Malcolm Casadaban, a 60-year-old genetics and cell biology professor, was conducting laboratory research on Yersinia pestis, the bacterium that causes the plague — yes, that plague — when he got sick — but no one was too worried, because he was working with a harmless strain:
An autopsy found the researcher had a medical condition called hemochromatosis, which causes an excessive buildup of iron in the body, according to the CDC report. The disorder affects about 1 in 400 people and goes unnoticed in about half of patients.
Casadaban’s illness is important because of the way the plague bacterium had been weakened. Yersinia pestis needs iron to survive. Normally it gets this iron by stealing it from a host’s body with proteins that bind to it and help break it down. To make the bacterium harmless, scientists genetically stripped it of the proteins needed to consume iron.

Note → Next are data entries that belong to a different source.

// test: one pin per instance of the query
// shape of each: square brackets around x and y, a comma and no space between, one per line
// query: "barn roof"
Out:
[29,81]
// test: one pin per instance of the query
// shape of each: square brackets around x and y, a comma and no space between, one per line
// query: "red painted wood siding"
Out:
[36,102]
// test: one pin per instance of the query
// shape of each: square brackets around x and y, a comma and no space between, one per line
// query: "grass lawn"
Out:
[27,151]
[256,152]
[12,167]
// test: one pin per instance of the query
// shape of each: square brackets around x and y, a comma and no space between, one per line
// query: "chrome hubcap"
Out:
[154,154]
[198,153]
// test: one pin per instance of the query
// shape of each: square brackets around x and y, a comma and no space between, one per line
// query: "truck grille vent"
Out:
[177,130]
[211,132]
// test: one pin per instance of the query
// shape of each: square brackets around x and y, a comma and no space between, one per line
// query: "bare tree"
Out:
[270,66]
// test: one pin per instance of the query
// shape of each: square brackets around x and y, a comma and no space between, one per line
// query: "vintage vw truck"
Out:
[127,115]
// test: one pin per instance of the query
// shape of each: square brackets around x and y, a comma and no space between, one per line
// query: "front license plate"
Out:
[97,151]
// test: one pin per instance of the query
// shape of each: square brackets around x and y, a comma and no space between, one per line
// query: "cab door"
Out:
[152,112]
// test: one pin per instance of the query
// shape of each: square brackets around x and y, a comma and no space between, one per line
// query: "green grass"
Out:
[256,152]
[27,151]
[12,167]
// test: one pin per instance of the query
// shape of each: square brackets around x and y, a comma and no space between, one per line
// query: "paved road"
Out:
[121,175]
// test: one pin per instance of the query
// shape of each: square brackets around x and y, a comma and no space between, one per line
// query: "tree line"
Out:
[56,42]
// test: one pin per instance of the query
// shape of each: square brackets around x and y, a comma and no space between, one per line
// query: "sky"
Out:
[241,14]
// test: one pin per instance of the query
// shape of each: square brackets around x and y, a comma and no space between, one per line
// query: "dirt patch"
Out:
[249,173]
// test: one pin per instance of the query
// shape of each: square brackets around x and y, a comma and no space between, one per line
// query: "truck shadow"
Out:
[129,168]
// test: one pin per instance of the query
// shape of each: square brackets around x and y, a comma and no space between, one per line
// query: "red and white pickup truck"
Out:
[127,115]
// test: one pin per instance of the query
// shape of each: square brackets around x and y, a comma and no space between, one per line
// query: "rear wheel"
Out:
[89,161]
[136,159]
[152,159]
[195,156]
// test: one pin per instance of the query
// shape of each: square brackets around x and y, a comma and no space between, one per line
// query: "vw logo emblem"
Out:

The hemochromatosis that contributed to Casadaban’s fate has been credited with protecting people from strains of plague that circulate in the wild. Sharon Moalem, an evolutionary biologist and author of “Survival of the Sickest,” posited that the disorder shifts iron from certain white blood cells, where it is typically sought by the plague bacterium.
People of European descent are twice as likely as the rest of the population to have hemochromatosis, according to previous studies. That’s because people with the condition were more likely to survive epidemics of the bubonic plague that killed millions of people in medieval Europe and pass the hereditary condition to their descendants, according to Moalem.

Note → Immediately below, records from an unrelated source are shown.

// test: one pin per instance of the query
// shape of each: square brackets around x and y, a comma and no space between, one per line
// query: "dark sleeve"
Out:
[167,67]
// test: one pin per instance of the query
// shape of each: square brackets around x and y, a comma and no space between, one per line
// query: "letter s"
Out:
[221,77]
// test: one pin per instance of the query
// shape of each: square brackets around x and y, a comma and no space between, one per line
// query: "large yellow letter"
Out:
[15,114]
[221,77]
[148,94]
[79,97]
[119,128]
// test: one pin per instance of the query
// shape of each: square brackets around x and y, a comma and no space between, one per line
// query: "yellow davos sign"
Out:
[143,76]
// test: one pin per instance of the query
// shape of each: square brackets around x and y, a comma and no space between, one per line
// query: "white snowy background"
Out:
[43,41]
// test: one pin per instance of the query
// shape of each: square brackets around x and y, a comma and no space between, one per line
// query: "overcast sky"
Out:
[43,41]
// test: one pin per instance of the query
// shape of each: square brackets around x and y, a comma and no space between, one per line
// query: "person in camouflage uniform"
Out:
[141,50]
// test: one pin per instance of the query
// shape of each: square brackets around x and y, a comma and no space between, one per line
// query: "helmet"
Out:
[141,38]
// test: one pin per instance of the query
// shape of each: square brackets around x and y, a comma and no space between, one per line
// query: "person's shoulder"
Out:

The day plague was diagnosed in Chicago, researchers tested the strain to make sure it hadn’t mutated. By a second emergency meeting that afternoon, high amounts of iron had already been discovered in Casadaban’s liver, adding credibility to the early hypothesis of hemochromatosis formed by his colleagues.
The CDC later confirmed the tests with mouse experiments that proved the strain that killed Casadaban was the same that has been safely used by hundreds of scientists doing similar research. The agency is now studying animals to learn how hemochromatosis may increase susceptibility to infection by bacteria with weakened iron-acquiring abilities.
Casadaban’s death shows that no matter how a germ has been hobbled, some people may always be vulnerable, Alexander said.